Em 2025 a companhia celebra 30 anos de existência e seria expectável, passado tanto tempo, que as questões que levaram à sua fundação estivessem hoje menos presentes. Assinalam-se bastantes mudanças, há mais mulheres a dirigir processos criativos e companhias de teatro, mas ainda em número inferior às lideradas por homens, são muito poucas as mulheres a encabeçar a direção artística ou a programação de salas de espetáculo, portanto essas mesmas questões mantêm-se e são o nosso mote de afirmação e continuidade.

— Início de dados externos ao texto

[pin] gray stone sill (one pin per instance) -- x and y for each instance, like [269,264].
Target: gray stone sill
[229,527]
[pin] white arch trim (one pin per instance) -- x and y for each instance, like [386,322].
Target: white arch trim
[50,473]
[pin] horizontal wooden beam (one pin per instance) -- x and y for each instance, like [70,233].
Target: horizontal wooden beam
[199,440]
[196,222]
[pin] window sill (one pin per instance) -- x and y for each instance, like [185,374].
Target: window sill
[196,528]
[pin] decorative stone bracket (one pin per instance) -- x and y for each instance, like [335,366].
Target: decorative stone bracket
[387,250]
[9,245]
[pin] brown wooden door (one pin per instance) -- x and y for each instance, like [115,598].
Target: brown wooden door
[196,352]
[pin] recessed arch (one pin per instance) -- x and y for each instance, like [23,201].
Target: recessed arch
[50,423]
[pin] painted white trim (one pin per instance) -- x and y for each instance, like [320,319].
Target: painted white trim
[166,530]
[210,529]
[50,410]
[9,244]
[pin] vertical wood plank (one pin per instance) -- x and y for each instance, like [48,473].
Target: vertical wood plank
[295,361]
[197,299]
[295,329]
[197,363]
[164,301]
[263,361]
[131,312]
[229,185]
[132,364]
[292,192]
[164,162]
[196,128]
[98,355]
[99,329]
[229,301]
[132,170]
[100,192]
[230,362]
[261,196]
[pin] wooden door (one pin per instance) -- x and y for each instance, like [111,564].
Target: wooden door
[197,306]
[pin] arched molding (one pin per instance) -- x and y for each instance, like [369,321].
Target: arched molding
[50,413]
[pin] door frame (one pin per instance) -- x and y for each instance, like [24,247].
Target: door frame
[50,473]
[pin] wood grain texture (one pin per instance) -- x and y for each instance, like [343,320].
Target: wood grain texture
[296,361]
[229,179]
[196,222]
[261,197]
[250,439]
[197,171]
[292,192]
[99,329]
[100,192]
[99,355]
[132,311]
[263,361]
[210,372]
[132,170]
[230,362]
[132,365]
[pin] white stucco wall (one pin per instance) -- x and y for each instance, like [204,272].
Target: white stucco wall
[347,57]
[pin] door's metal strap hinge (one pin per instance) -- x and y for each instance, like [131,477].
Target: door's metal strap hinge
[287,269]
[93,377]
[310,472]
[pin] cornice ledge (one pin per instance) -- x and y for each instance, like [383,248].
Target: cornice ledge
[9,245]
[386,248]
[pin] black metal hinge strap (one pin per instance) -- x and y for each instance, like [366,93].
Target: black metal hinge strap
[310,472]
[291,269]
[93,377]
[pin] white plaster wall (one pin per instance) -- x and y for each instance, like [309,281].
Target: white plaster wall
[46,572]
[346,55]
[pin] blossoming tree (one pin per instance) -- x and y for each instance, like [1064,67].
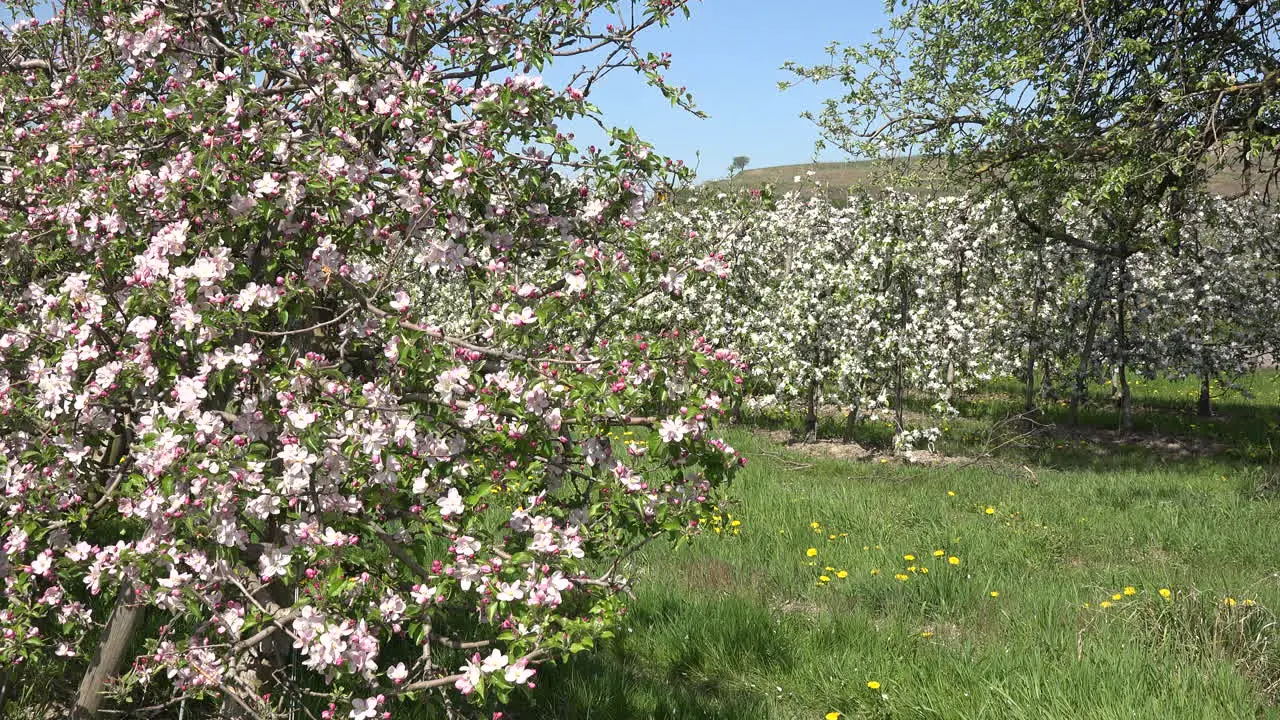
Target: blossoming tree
[306,370]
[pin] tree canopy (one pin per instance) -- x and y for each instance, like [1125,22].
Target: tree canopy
[1101,101]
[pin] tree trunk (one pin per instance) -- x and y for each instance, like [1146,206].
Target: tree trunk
[1205,408]
[1125,397]
[1029,404]
[810,419]
[110,652]
[851,419]
[1091,333]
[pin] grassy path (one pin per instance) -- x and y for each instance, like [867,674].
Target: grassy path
[1075,587]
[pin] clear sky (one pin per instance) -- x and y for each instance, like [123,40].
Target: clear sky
[728,54]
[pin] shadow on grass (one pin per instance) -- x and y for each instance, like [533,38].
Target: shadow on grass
[671,666]
[608,684]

Desde a morte de Fernanda Lapa (2020) que a direção artística da Escola de Mulheres é assumida por nós (Marta Lapa e Ruy Malheiro) e a nossa preocupação tem sido a de apostar numa renovação da companhia, sem romper com as questões base da sua fundação. A atividade da companhia tem vindo a ser pensada e desenhada em função das questões que nos são urgentes, com a morte da Fernanda tivemos necessidade de fazer uma reflexão profunda sobre a companhia e o seu futuro e constatámos a importância que tem para nós a MEMÓRIA, temática que assumimos para toda a atividade do quadriénio 2023-2026, da criação à programação, desenvolvimento de públicos e formação. Com a atividade regular sediada no SALA DE TEATRO CLUBE ESTEFÂNIA, desde 2008, a Escola de Mulheres aposta uma programação regular no seu espaço, apresentando as suas criações próprias e acolhendo companhias e artistas, maioritariamente emergentes, mas não só,  garantindo a regularidade de uma oferta de programação diversificada e de qualidade, contribuindo desta forma para uma fidelização, cada vez maior, de públicos, promovendo o desenvolvimento da oferta cultural na zona da cidade em que se encontra, fruto de um trabalho de serviço público com que a companhia sempre se preocupou. A companhia tem tido nos últimos anos um papel único, que carece de reconhecimento, no acolhimento de novos criadores e companhias emergentes, criando condições para que no seu espaço possam criar e apresentar os seus trabalhos, que de outra forma, dificilmente veriam a luz do dia, viabilizando, assim, o crescimento e consolidação de muitas estruturas emergentes, sem espaço próprio de criação e de apresentação e que maior dificuldade têm em aceder ao circuito instituído das salas de programação da cidade.

Se a companhia é pioneira na programação em regime de acolhimento, tem-no sido em muitas mais vertentes, como por exemplo, temos apostado na realização de formações/audição para as nossas criações, nas quais selecionamos os elencos ou parte deles, como forma de alargar o leque de parceiros, mas também criando oportunidades de trabalho, combatendo a precariedade do sector, com a oferta de condições dignas de trabalho e proteção social. Mantemos a aposta no convite à escrita original para ser levada à cena, maioritariamente feminina (Lígia Soares, Ana Sampaio e Maia, Ana Lázaro, Ilda Teixeira, Miguel Castro Caldas, são exemplo disso), bem como estendemos o convite a encenadores externos, (David Pereira Bastos, Francisco Camacho ou Cucha Carvalheiro) para dirigirem processos criativos para a companhia, que com a sua visão e trabalho artístico contribuam para esta renovação que queremos da companhia, sem menosprezar, ou ignorar as premissas que estão na base da sua fundação.